How to understand the physical and virtual addresses of hbUCPSysMem?
In the J6 processor architecture, all hardware share the DDR memory, and a physically contiguous section of memory can be requested through the hbUCPMallocCached and hbUCPMalloc interfaczes.
The return values of these functions are wrapped in the hbUCPSysMem data structure,
and the phyAddr and virAddr fields correspond to the physical and virtual addresses of its memory space, respectively.
As this memory space is contiguous, both physical and virtual addresses can be represented, read, and written by the first address.
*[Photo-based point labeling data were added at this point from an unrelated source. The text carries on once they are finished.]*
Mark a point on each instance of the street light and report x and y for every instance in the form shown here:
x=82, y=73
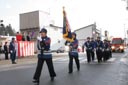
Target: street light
x=1, y=23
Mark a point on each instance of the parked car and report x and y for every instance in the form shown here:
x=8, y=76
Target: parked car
x=61, y=50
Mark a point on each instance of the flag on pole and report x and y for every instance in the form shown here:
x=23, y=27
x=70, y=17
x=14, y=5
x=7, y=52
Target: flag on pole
x=67, y=35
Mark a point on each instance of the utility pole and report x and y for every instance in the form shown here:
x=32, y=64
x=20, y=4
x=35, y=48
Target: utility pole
x=126, y=3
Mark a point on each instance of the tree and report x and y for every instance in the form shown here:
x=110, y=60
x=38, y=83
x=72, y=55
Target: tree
x=9, y=30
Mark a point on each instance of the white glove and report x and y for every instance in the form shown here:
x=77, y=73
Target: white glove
x=11, y=51
x=39, y=38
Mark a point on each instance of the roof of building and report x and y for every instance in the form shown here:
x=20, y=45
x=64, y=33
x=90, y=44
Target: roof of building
x=84, y=27
x=51, y=25
x=35, y=11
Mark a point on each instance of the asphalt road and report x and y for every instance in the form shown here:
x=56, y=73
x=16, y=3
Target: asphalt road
x=113, y=72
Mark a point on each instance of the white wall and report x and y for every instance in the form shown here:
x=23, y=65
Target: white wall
x=56, y=35
x=29, y=20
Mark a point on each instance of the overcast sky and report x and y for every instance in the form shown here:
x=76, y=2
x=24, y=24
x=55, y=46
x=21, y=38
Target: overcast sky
x=109, y=15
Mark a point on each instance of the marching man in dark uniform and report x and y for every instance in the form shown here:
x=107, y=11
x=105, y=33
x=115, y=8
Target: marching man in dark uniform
x=88, y=46
x=43, y=45
x=99, y=49
x=93, y=44
x=6, y=51
x=12, y=49
x=73, y=53
x=110, y=50
x=105, y=51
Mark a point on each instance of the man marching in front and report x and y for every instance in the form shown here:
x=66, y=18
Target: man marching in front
x=73, y=53
x=44, y=54
x=12, y=49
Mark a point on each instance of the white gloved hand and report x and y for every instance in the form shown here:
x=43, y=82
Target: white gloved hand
x=11, y=51
x=39, y=38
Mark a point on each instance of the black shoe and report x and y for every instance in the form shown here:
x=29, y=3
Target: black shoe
x=14, y=63
x=35, y=81
x=52, y=78
x=78, y=69
x=70, y=72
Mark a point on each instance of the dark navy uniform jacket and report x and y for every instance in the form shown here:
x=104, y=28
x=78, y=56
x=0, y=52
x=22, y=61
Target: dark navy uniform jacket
x=93, y=44
x=99, y=45
x=105, y=45
x=88, y=45
x=73, y=51
x=12, y=47
x=46, y=50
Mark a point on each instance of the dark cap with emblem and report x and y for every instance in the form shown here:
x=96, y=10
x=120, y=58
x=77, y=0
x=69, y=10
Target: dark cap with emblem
x=43, y=30
x=73, y=33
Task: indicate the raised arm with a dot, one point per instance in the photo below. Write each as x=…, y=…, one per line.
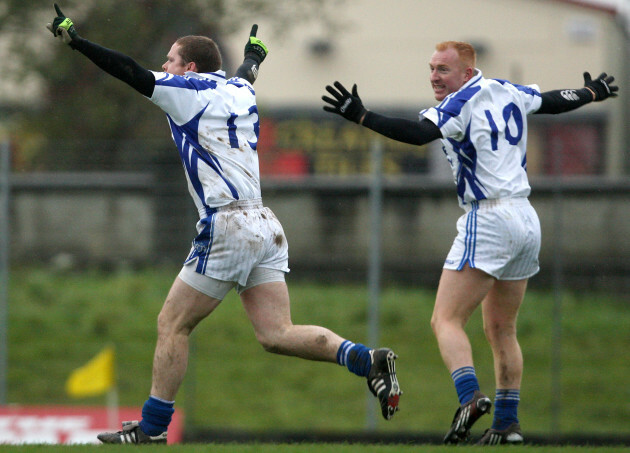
x=560, y=101
x=114, y=63
x=349, y=106
x=255, y=53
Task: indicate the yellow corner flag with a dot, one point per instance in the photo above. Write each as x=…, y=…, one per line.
x=95, y=377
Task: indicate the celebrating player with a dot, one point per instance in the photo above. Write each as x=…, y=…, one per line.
x=240, y=243
x=482, y=124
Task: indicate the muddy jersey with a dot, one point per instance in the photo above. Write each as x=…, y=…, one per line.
x=214, y=123
x=484, y=126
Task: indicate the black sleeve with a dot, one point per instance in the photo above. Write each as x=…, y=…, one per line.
x=118, y=65
x=560, y=101
x=402, y=130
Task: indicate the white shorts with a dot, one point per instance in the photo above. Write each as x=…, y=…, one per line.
x=500, y=237
x=237, y=238
x=219, y=288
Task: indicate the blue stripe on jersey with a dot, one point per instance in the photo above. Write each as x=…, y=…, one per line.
x=202, y=244
x=188, y=134
x=466, y=174
x=452, y=106
x=471, y=238
x=523, y=88
x=190, y=83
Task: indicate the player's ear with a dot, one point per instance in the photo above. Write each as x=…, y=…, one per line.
x=192, y=66
x=469, y=73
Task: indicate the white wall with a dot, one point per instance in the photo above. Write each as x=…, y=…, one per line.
x=384, y=46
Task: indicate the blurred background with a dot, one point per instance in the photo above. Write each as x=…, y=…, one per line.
x=90, y=179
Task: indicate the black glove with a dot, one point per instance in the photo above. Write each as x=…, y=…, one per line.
x=62, y=27
x=601, y=86
x=255, y=48
x=345, y=104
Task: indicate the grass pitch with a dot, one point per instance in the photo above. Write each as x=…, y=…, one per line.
x=58, y=321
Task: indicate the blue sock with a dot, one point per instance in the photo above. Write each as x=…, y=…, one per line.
x=505, y=408
x=156, y=416
x=356, y=357
x=466, y=383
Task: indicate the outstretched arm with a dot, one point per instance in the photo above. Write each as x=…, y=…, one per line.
x=255, y=53
x=115, y=63
x=560, y=101
x=349, y=106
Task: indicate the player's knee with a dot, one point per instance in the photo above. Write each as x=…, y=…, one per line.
x=270, y=344
x=496, y=331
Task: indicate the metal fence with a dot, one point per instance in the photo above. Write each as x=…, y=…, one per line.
x=389, y=228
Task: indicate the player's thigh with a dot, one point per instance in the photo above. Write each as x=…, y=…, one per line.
x=501, y=305
x=460, y=293
x=184, y=308
x=268, y=307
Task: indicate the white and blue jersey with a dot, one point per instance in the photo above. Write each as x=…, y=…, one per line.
x=214, y=123
x=484, y=126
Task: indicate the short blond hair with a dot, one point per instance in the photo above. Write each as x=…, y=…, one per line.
x=466, y=51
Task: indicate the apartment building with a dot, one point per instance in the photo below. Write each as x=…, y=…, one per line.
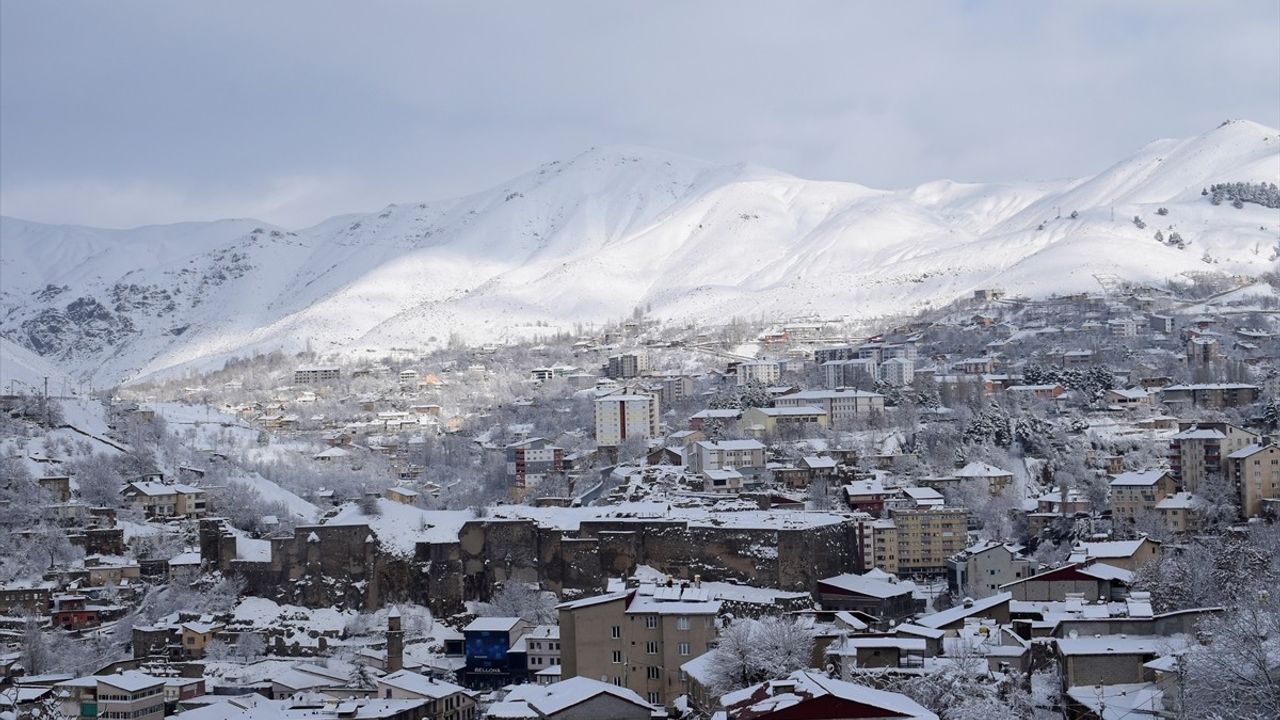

However, in practice, it is recommended to use virtual addresses in preference in non-essential scenarios.
How to understand cacheable and non-cacheable hbmem?
UCP's memory management interface provides hbUCPMallocCached and hbUCPMalloc to allocate DDR read/write memory, which is physically contiguous and can be accessed and used by bpu/dsp and other ip accesses.
Where hbUCPMallocCached represents the allocation of memory for the cacheable attribute and is accompanied by the hbUCPMemFlush function to refresh the Cache.
The cache mechanism is determined by the memory architecture of the platform, as shown in the following figure. The cache between CPU and memory is used as a data cache, however, there is no cache between the BPU/DSP/JPU/VPU(Video Process Unit)/PYRAMID/STITCH/GDC backend hardware and main memory. Therefore, the misuse of the cache can cause problems in data reading/writing accuracy and efficiency.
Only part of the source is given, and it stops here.